Présenté en conseil des ministres samedi sous la forme d’un projet de délibération, la nouvelle stratégie économique « Cap 2033 » vise une révision touristique plus franche avec une attente de 450 000 visiteurs en 2033, et non plus 600 000, comme l’avait annoncé Moetai Brotherson lors des territoriales en 2023. En parallèle, le Pays ambitionne une augmentation de 30 % de la production agricole commercialisée et souhaite mettre les énergies renouvelables au cœur des énergies vertes. Un sujet de notre partenaire Radio 1 Tahiti.

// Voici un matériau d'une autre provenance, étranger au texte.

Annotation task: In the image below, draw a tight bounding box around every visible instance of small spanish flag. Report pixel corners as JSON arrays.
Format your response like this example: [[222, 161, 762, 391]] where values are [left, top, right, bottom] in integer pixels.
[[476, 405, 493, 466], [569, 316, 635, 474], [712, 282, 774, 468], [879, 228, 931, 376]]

Nouveau cap pour l’économie tahitienne. Le ministre de l’Économie, du Budget et des Finances Warren Dexter a présenté au Conseil des ministres ce samedi -la séance avait été décalée pour cause de session de l’assemblée mercredi- un projet de délibération reposant « sur l’approbation de la stratégie de développement économique de la Polynésie française, intitulée Cap 2033, « ‘A fano rā ». »
L’objectif affiché : « bâtir une économie plus diversifiée, plus résiliente et plus équitable » jusqu’en 2033, date qui couvre la prochaine mandature territoriale. Cette stratégie doit ainsi répondre aux défis structurels de la Polynésie « comme le coût de la vie, l’éloignement et la vulnérabilité climatique », tout en valorisant « ses atouts majeurs », tels que la jeunesse, la biodiversité et la culture.
Cap 2033 ne parie pas sur un autre moteur pour l’économie du Pays : il s’agit de miser sur le tourisme en Polynésie mais avec des objectifs corrigés. Moetai Brotherson avait annoncé dès la campagne des territoriales 2023 un objectif à « 600 000 touristes dans dix ans ». Un cap jugé « utopique » par le Cesec et incohérent avec la stratégie touristique Fāri’ira’a Manihini 2027 adoptée en décembre 2022 à l’assemblée, et qui visait plutôt un plafonnement du nombre de voyageurs à 300 000 personnes pour assurer un développement durable de la filière.
Plus tard dans la mandature, le président du gouvernement, comme Tahiti Tourisme, avait nuancé l’objectif en parlant de « l’équivalent en recette de 600 000 touristes ». Le gouvernement acte donc une révision plus franche de l’objectif en affichant désormais une volonté de « 450 000 touristes en 2033 ». Un chiffre qui reste ambitieux : il s’agit de faire bondir les arrivées de 60% en sept ans, puisque 2025, qui a déjà établi un record de fréquentation, n’a vu passer que 281 000 touristes en Polynésie
Alimentaire, numérique et écologie
En parallèle, le Pays explique vouloir améliorer l’autosuffisance alimentaire, une priorité plusieurs fois répétée ces dernières semaines, en augmentant notamment de 30 % la production agricole commercialisée. L’exécutif projette une « extension de 800 hectares de surfaces exploitées pour réduire la dépendance aux importations ».
Au niveau du numérique, le gouvernement souhaite que les technologies « ambitionnent » de représenter jusqu’à 15 % du PIB avec la création de 3 000 emplois. Les énergies renouvelables quant à elles devront représenter 55 à 60 % d’énergies vertes dans le mix énergétique d’ici 2030, « couplé à une baisse de 20 % de la consommation grâce à l’efficacité énergétique », précise le communiqué.
Le plan Cap 2033 doit aussi accélérer le rythme dans la simplification des démarches administratives pour les entreprises, leur faciliter l’accès aux financements et au foncier pour renforcer leur compétitivité. Il prévoit aussi une équipe au sein de l’Agence de développement économique (ADE) chargée de suivre et d’évaluer les actions pour garantir les résultats.
L’ensemble des outils législatifs et des moyens alloués à la réussite de ces objectifs ne sont toutefois pas détaillés à ce stade. À deux ans de la fin de la mandature, cette nouvelle feuille de route ne manquera pas de faire débat à l’Assemblée territoriale, dans un contexte de fracture politique entre le gouvernement Brotherson et la majorité indépendantiste.